One of the allegations of this answer is that plaintiff represented to defendant that this building was already in process of erection; that the work was already under way. The ascertainment of this fact was easy, and there is no circumstance alleged to show that there was any scheme worked upon this purchaser to prevent him from making this examination, or anything of that kind. The other fact alleged to have been represented, that a contract had been let for the completion of this hotel, was also easily ascertainable.

If people having eyes refuse to open them and look, and having understanding refuse to exercise it, they must not complain, when they accept and act upon the representations of other people, if their venture does not prove successful. Written contracts would become too unstable if courts were to annul them on representations of this kind.

We think the proper and sensible rule was laid down by the United States supreme court in Slaughter’s *215Adm’r v. Gerson, 13 Wall. 379, where it was held that the misrepresentation which would vitiate a contract of sale and prevent a court of equity from aiding its enforcement, must relate to a material matter constituting an inducement to the contract, and respecting which the complaining party did not possess at hand the means of knowledge.

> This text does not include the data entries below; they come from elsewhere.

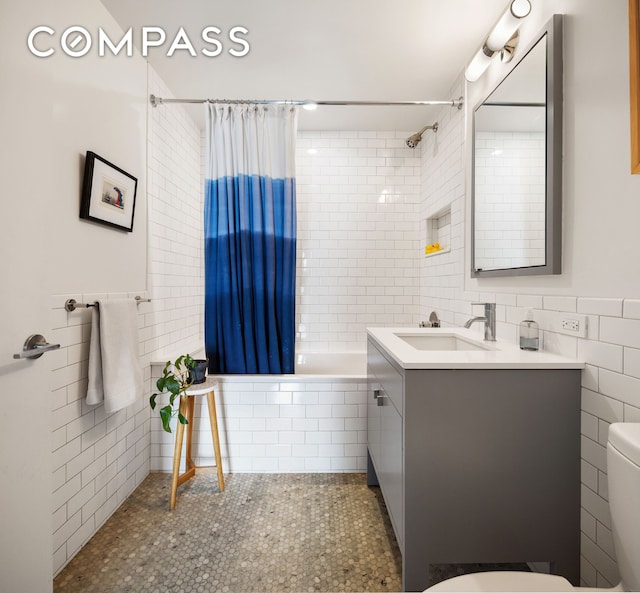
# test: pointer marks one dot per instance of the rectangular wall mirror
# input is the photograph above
(516, 211)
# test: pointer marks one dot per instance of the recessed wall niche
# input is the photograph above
(438, 232)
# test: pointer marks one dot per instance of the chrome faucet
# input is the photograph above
(489, 320)
(433, 321)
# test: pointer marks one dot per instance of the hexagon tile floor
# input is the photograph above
(265, 533)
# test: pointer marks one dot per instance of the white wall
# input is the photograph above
(357, 199)
(176, 228)
(601, 246)
(97, 459)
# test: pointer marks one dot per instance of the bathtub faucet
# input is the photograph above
(489, 320)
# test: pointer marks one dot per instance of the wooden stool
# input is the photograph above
(187, 404)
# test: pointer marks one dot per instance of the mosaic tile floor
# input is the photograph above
(265, 533)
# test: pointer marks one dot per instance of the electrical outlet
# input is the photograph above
(571, 325)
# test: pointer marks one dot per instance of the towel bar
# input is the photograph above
(71, 304)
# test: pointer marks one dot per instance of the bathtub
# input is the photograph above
(312, 421)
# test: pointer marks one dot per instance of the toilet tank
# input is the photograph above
(623, 472)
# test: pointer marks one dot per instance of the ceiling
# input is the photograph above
(372, 50)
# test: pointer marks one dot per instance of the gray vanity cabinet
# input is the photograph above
(477, 465)
(384, 424)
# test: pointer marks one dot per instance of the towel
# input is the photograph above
(115, 376)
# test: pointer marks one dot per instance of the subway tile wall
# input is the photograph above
(358, 195)
(98, 458)
(276, 425)
(611, 348)
(176, 233)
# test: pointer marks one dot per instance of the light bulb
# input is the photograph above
(508, 24)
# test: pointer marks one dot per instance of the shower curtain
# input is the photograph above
(250, 238)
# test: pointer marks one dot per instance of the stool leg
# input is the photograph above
(213, 420)
(177, 453)
(189, 464)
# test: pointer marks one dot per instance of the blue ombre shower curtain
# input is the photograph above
(250, 238)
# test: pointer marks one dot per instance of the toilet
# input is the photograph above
(623, 472)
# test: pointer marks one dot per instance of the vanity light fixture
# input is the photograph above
(503, 38)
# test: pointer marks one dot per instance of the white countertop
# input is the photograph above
(500, 355)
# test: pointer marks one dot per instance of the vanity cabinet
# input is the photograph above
(476, 465)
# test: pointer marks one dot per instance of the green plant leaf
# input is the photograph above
(165, 415)
(172, 384)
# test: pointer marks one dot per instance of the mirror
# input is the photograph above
(517, 166)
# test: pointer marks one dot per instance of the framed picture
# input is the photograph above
(108, 193)
(634, 75)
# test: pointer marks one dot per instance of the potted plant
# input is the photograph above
(177, 377)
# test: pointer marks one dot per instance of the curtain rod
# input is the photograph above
(155, 101)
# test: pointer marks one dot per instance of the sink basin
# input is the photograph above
(440, 342)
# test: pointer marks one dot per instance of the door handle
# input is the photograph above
(35, 346)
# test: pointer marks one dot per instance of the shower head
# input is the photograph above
(414, 140)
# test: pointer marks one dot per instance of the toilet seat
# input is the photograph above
(504, 581)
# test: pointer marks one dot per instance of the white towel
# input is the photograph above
(115, 376)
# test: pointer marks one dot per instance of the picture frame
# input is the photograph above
(634, 83)
(108, 193)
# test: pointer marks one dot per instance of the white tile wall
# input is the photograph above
(276, 425)
(611, 381)
(358, 236)
(98, 458)
(176, 227)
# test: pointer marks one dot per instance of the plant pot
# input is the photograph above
(199, 371)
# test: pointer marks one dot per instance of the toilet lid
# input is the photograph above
(504, 581)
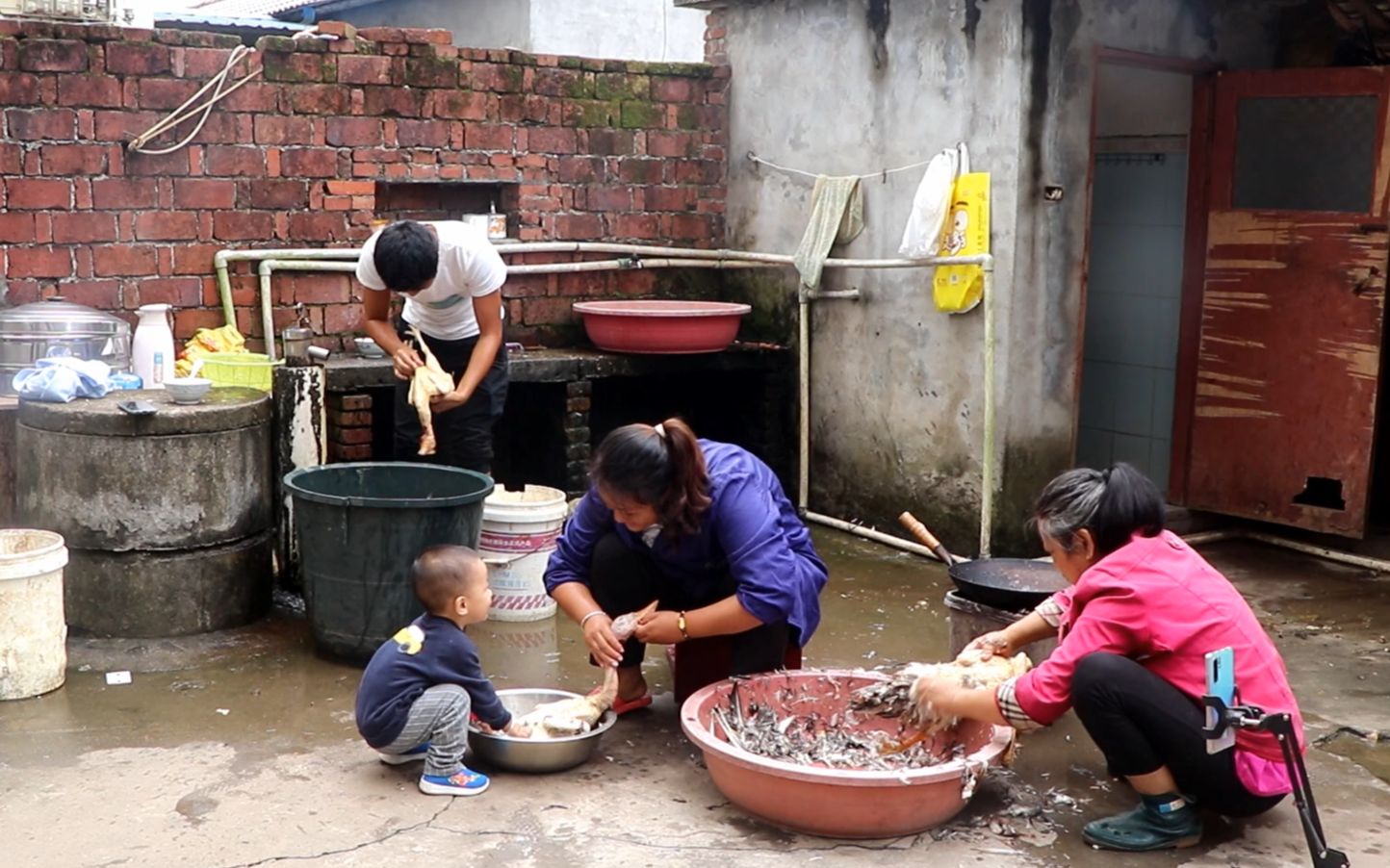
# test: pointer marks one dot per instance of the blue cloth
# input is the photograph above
(432, 651)
(63, 378)
(751, 532)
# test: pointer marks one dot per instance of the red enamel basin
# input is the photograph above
(662, 326)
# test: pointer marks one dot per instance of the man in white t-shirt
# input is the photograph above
(450, 276)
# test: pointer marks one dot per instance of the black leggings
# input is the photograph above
(1143, 723)
(623, 580)
(463, 435)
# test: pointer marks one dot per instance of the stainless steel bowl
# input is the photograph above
(535, 754)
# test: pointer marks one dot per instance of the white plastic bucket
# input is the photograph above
(519, 532)
(34, 651)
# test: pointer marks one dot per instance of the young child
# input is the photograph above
(420, 686)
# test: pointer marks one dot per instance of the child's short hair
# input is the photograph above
(441, 574)
(406, 256)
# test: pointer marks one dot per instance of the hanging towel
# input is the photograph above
(837, 217)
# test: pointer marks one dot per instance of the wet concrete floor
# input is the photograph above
(238, 749)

It was there held that it was not sufficient that it was a misrepresentation upon which he relied to his injury, hut that he must have some excuse other than negligence for relying upon it; that where the means of information are at hand and equally open to both parties and no concealment is made or attempted, the misrepresentation furnishes no ground for a court of equity to refuse to enforce the contract of the parties; that the neglect of the purchaser to avail himself in all such cases of the means of information, whether attributable to his indolence or credulity, takes from him all just claim for relief.

Under the rule there established, and which we are inclined to follow, the demurrer to the answer in this case was rightfully sustained.

The judgment will therefore be affirmed.

Hoyt, 0. J., and Scott, Anders and Gordon, JJ., concur.